The Samborski land just off McGillivray Boulevard has been home to the family’s landscaping and soil business for decades, although it’s only in the past 10 years that the family began taking in food garbage.
By spring 2009, neighbours — including Maes — began complaining about the smell. In legal documents, the province says it informed the company it needed an environmental licence. It didn’t get one. That same year, Samborski looked into buying a 10-acre parcel of land near Winnipeg’s landfill on Brady Road. However, that purchase was held up because the RM of Macdonald, which encompasses both the McGillivray Boulevard and Brady Road areas, denied Samborski’s application for a conditional use order four times. The legal battles between the city, province and RM drag on.
In the interim, Samborski has carried on composting near McGillivray and, since 2014, near Brady Road as well. It’s been a tumultuous few years. The province is prosecuting the company under the Environmental Act, even at one point removing material from the McGillivray land or, as Samborski describes it, “stealing.”

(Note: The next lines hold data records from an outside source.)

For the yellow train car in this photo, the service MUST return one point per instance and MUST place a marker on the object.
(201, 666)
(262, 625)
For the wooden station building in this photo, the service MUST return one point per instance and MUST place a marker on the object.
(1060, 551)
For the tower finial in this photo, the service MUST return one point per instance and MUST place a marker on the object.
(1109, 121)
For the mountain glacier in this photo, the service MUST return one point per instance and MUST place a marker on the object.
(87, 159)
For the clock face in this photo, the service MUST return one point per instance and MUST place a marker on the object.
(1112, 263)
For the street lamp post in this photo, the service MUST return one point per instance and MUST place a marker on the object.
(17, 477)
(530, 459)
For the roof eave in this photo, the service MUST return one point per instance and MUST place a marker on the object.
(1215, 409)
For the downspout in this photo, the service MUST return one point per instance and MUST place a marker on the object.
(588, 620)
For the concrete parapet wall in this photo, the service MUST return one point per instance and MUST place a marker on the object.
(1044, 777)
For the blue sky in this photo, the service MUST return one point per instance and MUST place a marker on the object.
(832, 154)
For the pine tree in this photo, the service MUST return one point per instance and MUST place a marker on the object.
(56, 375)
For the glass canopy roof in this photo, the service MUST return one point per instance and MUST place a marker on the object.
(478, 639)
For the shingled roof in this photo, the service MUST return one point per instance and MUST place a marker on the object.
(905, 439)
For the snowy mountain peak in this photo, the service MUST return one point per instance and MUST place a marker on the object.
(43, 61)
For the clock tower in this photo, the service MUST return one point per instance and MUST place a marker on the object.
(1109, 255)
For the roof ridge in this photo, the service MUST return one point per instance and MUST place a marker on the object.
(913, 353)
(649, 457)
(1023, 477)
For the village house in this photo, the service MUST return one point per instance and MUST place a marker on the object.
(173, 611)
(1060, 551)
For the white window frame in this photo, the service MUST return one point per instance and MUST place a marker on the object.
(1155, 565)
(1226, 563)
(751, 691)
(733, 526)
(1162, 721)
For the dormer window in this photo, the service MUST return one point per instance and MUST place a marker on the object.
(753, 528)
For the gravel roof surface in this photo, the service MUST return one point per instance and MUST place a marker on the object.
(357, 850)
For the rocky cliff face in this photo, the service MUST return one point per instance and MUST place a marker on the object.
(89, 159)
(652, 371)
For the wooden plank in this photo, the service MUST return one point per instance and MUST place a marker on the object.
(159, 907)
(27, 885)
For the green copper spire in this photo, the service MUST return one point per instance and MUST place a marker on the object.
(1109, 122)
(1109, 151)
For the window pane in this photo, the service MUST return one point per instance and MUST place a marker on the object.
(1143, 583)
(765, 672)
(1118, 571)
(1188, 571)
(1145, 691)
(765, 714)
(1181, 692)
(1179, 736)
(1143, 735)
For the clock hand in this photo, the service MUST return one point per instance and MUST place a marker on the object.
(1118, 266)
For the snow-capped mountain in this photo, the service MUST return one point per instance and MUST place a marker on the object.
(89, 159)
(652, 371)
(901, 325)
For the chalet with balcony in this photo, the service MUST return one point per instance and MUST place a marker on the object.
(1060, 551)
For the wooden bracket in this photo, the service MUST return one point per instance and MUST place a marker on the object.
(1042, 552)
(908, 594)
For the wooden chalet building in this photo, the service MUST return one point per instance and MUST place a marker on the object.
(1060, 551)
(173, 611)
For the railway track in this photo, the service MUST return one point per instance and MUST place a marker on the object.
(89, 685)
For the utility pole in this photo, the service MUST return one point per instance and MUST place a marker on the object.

The RM has been using the courts to try to force Samborski to suspend operations on Brady Road. That hasn’t happened.
Neither location is licensed, although Samborski claims the Brady Road operation is. At his McGillivray office, he pointed to a laminated licence dated August 1990 that hangs on the wall.
“That’s the holy grail,” he said. It’s a one-page document showing an environmental licence for Campbell’s Garden Supplies Ltd. to operate on the Brady Road land. Originally, the province refused to issue a licence to Samborski, saying the property wasn’t properly zoned and the RM wouldn’t re-zone it. Last year, Paul found the Campbell licence on the province’s website.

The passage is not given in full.